Viendo la dirección que tomaba Mariñas, don César le advirtió:

—Por ahí no vamos a la posada.

—Ya lo sé. Vamos a dar gracias a un buen amigo mío que me tuvo escondido unas horas en su casa.

Cuando se detuvieron ante la casa de fray Andrés, don César comprendió quién era el amigo del
Diablo
. Resultaba irónico que se tratase del buen franciscano.

Al aparecer éste en la puerta del edificio, don César comprendió que los sentimientos de fray Andrés no eran de amistad hacia el bandido, pues, rnirándole furiosamente, exclamó:

—Lo que has hecho es horrible, Mariñas. Si hubiera conocido tus intenciones te habría entregado a la justicia de los hombres; pero si a ésa la has burlado, no ocurrirá lo mismo con la justicia de Dios.
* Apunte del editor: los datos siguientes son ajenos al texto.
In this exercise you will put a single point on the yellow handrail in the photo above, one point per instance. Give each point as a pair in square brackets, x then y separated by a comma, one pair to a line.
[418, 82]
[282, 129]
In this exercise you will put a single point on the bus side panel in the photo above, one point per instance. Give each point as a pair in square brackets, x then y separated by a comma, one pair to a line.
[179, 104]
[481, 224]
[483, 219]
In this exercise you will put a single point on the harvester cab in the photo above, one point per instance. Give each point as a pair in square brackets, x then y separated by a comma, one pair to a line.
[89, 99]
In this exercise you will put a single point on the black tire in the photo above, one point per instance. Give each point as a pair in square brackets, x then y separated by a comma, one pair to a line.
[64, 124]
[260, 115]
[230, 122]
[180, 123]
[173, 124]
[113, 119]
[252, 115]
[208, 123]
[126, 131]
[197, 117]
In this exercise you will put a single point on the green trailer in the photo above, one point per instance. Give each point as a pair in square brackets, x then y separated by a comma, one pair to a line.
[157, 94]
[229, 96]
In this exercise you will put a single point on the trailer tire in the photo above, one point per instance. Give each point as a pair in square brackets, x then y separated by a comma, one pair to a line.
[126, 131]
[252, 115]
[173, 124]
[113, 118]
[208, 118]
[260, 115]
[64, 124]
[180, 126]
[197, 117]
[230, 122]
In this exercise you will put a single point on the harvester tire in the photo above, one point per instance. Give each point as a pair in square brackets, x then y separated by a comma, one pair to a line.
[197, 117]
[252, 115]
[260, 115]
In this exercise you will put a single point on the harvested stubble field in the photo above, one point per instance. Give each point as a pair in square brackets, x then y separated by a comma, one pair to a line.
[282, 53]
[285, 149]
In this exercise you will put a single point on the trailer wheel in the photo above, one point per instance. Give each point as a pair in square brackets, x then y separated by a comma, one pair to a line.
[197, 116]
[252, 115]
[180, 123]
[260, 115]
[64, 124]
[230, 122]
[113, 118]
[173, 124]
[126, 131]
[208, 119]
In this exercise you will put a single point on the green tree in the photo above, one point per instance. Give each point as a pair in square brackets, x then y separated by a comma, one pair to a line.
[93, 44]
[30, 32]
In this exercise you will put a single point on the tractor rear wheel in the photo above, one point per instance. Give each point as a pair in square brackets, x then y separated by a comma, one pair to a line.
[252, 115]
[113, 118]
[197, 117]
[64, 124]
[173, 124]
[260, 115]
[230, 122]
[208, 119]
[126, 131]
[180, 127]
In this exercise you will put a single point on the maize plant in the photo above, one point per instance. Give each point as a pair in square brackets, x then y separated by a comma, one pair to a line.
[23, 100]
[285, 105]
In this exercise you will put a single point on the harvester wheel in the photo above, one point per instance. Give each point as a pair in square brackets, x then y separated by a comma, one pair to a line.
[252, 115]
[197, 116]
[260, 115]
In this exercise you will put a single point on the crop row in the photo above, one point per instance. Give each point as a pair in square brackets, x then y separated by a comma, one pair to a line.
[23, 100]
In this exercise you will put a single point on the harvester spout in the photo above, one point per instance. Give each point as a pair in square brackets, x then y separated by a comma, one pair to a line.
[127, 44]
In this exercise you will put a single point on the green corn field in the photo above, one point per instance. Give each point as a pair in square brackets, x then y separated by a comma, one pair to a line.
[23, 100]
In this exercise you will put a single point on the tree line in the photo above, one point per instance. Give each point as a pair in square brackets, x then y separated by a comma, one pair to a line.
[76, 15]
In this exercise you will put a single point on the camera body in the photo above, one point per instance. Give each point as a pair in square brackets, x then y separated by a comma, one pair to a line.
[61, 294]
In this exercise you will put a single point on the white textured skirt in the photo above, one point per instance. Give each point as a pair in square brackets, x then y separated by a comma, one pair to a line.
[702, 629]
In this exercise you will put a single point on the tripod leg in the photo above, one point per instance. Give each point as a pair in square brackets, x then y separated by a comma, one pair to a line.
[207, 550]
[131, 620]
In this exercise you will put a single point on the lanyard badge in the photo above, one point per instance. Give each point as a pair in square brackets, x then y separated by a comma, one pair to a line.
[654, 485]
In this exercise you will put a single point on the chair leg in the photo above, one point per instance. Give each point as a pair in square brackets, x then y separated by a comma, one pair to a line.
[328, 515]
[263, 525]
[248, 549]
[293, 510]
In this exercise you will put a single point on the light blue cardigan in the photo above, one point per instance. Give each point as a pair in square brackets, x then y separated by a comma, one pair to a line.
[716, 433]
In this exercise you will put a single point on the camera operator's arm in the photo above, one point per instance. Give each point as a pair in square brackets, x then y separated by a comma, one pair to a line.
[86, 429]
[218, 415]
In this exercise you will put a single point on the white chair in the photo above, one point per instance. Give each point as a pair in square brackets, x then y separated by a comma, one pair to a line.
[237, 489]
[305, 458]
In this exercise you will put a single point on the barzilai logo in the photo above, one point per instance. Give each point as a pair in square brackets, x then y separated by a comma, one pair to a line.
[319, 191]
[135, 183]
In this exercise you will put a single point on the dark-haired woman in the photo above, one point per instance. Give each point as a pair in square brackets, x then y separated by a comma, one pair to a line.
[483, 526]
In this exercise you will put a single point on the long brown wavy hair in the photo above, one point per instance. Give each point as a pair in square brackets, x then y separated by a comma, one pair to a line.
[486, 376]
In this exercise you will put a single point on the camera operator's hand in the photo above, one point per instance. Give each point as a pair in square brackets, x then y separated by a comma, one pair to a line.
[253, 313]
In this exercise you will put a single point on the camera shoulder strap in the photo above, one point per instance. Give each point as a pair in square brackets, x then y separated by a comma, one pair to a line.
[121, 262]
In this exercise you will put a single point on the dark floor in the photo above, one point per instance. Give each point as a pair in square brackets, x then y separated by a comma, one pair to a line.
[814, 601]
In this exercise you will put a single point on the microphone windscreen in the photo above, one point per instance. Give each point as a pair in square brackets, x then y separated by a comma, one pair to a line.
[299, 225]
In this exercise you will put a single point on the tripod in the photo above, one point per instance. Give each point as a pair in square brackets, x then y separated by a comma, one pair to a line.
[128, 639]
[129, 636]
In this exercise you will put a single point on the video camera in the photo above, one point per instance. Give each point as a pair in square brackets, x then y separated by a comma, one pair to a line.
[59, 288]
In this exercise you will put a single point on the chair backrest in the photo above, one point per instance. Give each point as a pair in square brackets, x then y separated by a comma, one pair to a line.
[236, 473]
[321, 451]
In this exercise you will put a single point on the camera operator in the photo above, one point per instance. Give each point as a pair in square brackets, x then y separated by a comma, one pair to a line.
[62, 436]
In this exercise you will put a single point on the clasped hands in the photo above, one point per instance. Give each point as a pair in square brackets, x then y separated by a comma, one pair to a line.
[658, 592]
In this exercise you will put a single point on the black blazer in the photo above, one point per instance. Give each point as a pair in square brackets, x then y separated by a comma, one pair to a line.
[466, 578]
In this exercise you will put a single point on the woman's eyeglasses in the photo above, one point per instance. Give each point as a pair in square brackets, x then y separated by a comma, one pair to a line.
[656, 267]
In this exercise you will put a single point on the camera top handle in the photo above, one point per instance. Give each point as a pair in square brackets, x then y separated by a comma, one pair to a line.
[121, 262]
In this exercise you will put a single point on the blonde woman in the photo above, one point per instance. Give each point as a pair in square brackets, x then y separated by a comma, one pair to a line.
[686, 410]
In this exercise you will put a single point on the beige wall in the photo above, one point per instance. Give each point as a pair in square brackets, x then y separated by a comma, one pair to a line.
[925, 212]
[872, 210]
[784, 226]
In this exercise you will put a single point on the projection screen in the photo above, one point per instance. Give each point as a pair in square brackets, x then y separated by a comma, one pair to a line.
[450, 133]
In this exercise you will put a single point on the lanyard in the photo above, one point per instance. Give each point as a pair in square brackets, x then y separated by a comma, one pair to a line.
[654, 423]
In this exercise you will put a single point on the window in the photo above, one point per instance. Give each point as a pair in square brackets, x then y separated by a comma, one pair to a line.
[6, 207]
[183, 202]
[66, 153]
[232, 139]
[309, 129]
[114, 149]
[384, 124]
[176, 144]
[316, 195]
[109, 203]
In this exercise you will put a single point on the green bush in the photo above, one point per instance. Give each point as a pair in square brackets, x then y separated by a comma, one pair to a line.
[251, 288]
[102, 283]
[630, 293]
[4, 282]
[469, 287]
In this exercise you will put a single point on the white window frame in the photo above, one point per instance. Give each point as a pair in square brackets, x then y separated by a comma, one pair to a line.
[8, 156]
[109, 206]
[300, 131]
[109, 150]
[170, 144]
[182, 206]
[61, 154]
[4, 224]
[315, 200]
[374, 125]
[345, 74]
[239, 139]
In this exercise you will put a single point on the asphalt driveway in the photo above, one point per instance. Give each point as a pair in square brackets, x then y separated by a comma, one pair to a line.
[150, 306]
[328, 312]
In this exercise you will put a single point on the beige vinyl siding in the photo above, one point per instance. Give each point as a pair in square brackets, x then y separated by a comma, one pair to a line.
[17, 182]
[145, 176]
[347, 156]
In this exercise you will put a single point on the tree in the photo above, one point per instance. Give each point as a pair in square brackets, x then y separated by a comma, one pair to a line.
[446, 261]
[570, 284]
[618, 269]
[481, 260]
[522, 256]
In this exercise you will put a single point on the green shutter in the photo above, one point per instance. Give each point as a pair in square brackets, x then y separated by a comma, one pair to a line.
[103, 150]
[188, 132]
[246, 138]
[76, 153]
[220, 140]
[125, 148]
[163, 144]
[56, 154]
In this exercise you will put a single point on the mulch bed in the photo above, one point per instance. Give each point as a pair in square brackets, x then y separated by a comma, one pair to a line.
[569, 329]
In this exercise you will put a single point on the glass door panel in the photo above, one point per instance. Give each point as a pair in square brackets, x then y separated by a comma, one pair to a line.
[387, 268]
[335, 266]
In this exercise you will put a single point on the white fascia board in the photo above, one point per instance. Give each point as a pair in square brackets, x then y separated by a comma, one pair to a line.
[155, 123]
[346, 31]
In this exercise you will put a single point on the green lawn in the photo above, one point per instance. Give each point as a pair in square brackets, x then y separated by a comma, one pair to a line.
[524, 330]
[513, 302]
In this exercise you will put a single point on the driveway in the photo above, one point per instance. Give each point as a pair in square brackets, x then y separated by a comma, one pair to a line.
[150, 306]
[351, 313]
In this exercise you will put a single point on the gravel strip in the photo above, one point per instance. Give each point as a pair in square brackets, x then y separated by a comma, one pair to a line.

—No se excite, fray Andrés —dijo Mariñas—. Ya sabe que yo soy buen amigo suyo. Va a tener que acompañarme para hacer un favor a otro amigo.

—No cuentes conmigo para ninguna de tus canalladas —previno el fraile.

—¡Claro que no! Ya le digo que va a ser un favor.

Antes de poder protestar de nuevo, fray Andrés encontróse montando en un caballo y sujetado por dos fornidos mejicanos que no se apartaron de él hasta que llegaron a la posada del Rey Don Carlos, donde lo desmontaron, quedando a su lado para impedirle todo intento de fuga.

—¿Quieres decirme de una vez qué pretendes? —Preguntó el fraile, dirigiéndose al
Diablo
—. Te advierto que voy a pedir la excomunión para ti y para toda tu banda. Lo que hiciste esta mañana…

—Aquello estaba mal y por eso lo estorbé. Ahora haremos algo mejor.

Mariñas dio unas órdenes y luego entró en el vestíbulo de la posada. Unos minutos más tarde aparecieron los dos hombres que habían ido a cumplir su encargo, llevando entre ellos a Guadalupe Martínez, vestida aún con el traje de las novias de la casa Paz.

Guadalupe llevaba la cabeza erguida y los labios muy apretados. No obstante, al ver a don César fijó la vista en el suelo.

—Bien, fray Andrés, por fin va a casar usted a esa linda chica —prosiguió Mariñas—. Pero no con el antipático Gregorio Paz, sino con el simpatiquísimo don César de Echagüe.